Money Market Reform Resource Center - J.P. Morgan Asset Management

Money Market Reform

In July 2014, The Securities and Exchange Commission approved substantial changes to the rules governing money market funds (MMFs). As investors adapt to the new regulatory environment, they are re-evaluating their liquidity strategies and considering their investment options.
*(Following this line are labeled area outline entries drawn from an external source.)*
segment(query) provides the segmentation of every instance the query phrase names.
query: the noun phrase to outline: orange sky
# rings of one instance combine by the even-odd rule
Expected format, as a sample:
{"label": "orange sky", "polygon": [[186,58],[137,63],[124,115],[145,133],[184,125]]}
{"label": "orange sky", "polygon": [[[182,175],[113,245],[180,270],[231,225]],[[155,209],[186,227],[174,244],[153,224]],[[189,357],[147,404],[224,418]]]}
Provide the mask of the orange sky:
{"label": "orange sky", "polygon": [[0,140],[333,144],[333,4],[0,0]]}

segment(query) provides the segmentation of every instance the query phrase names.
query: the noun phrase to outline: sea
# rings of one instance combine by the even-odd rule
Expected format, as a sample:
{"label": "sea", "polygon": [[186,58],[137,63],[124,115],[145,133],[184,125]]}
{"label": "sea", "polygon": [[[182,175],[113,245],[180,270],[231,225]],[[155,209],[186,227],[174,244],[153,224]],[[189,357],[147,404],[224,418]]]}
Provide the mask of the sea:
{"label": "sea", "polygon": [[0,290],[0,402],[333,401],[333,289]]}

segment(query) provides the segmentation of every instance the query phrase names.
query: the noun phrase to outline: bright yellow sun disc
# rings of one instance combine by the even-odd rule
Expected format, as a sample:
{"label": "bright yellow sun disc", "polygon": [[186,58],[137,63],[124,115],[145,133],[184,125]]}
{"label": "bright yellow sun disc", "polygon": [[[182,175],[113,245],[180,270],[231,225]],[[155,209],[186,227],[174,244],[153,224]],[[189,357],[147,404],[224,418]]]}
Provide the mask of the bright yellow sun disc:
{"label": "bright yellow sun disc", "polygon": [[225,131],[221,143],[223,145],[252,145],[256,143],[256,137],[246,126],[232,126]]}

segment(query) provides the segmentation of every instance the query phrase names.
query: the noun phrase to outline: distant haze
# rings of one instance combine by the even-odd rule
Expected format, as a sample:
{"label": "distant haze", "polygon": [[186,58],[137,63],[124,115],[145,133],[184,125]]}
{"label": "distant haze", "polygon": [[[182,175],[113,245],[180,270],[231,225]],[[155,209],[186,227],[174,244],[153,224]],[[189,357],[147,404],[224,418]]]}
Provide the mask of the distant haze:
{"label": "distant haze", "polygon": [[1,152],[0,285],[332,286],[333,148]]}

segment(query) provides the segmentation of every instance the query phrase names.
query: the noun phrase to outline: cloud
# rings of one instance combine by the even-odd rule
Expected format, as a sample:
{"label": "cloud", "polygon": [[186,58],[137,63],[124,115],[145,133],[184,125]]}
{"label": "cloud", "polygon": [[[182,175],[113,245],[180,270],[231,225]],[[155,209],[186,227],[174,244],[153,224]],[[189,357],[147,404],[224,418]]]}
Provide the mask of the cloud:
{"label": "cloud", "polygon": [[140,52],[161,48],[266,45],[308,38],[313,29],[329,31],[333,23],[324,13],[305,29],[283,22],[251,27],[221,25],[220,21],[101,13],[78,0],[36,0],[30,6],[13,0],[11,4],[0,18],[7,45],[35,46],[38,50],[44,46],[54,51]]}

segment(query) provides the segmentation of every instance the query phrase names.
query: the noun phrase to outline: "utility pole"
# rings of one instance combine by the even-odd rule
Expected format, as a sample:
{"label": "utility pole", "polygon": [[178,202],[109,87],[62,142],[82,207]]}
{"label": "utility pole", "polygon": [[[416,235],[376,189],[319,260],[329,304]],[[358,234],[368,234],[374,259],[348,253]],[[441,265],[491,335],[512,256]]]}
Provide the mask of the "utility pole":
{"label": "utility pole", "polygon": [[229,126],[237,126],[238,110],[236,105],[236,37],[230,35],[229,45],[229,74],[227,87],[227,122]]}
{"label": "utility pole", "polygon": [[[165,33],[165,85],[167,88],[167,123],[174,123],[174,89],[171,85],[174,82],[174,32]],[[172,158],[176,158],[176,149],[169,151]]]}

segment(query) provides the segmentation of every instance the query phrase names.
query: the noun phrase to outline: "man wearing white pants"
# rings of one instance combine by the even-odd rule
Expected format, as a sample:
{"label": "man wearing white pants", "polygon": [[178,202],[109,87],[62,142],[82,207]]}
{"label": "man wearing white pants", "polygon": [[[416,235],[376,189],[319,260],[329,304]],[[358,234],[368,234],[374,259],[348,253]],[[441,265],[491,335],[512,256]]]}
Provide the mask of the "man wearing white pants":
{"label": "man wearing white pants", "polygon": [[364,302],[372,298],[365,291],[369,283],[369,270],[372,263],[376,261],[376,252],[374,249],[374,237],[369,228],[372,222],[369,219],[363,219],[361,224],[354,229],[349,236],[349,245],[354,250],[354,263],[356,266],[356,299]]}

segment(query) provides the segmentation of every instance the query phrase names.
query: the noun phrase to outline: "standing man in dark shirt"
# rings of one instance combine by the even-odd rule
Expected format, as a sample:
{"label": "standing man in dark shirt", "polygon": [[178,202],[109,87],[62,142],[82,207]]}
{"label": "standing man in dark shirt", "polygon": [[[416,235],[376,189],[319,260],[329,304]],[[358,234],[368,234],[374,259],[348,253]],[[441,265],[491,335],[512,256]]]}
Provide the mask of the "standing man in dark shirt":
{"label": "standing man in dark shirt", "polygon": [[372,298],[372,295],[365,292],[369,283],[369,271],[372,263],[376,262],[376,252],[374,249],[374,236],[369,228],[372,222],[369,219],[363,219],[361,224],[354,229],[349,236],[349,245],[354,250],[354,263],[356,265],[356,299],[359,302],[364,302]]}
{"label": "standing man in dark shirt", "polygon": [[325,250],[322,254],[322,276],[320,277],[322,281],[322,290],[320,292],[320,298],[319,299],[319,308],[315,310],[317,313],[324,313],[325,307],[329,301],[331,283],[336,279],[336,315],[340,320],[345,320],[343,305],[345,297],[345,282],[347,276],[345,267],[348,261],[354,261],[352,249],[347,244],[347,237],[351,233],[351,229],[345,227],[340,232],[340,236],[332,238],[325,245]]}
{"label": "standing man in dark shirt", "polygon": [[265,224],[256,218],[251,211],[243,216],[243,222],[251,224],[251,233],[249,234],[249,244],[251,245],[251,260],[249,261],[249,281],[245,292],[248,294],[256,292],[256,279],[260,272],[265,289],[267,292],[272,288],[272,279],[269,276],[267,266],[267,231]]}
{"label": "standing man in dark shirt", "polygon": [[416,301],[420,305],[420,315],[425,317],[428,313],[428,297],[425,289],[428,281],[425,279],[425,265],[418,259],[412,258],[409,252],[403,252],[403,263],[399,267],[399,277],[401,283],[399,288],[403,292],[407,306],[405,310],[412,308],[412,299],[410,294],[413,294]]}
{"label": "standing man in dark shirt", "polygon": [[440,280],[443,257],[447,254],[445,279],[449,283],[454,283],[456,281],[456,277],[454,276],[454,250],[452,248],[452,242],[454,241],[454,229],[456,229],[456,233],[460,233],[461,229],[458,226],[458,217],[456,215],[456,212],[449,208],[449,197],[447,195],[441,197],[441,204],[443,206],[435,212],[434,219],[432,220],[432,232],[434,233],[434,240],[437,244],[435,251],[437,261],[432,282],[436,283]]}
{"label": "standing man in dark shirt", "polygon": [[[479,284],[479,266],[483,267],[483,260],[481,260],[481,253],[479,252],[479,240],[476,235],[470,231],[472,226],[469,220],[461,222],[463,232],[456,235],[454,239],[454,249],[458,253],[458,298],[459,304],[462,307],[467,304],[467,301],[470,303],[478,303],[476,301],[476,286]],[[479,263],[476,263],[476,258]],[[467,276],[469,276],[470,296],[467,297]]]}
The new rules will not take effect in a vacuum—quite the contrary. Other global financial regulations, most notably Basel III, will impact the relative attractiveness of MMFs as compared with bank deposits. A new interest rate environment will likely change the yields of and the spreads between prime and government MMFs. In the government MMF sector especially, more difficult supply/demand dynamics for eligible securities could present new challenges.
As liquidity investors contemplate these sometimes countervailing forces, they should know that MMF reforms, beginning with those adopted in 2010 (amendments to Rule 2a-7 under the Investment Company Act of 1940), have made the industry stronger and more transparent. Two key changes approved in July 2014 will take effect in October 2016, following a two-year transition period:
  • Institutional prime and municipal MMFs must float their market-based net asset values by executing sales and redemptions based on the current market values of the securities in their portfolios, rounded to the fourth decimal place. (Institutional funds are defined as non-retail funds; retail funds must limit their beneficial owners to “natural persons.”)  
  • The board of trustees of an MMF may impose a liquidity fee or redemption gate if the fund’s weekly liquidity assets fall below 30% of total assets. Government MMFs are not required to be subject to the fee and gate.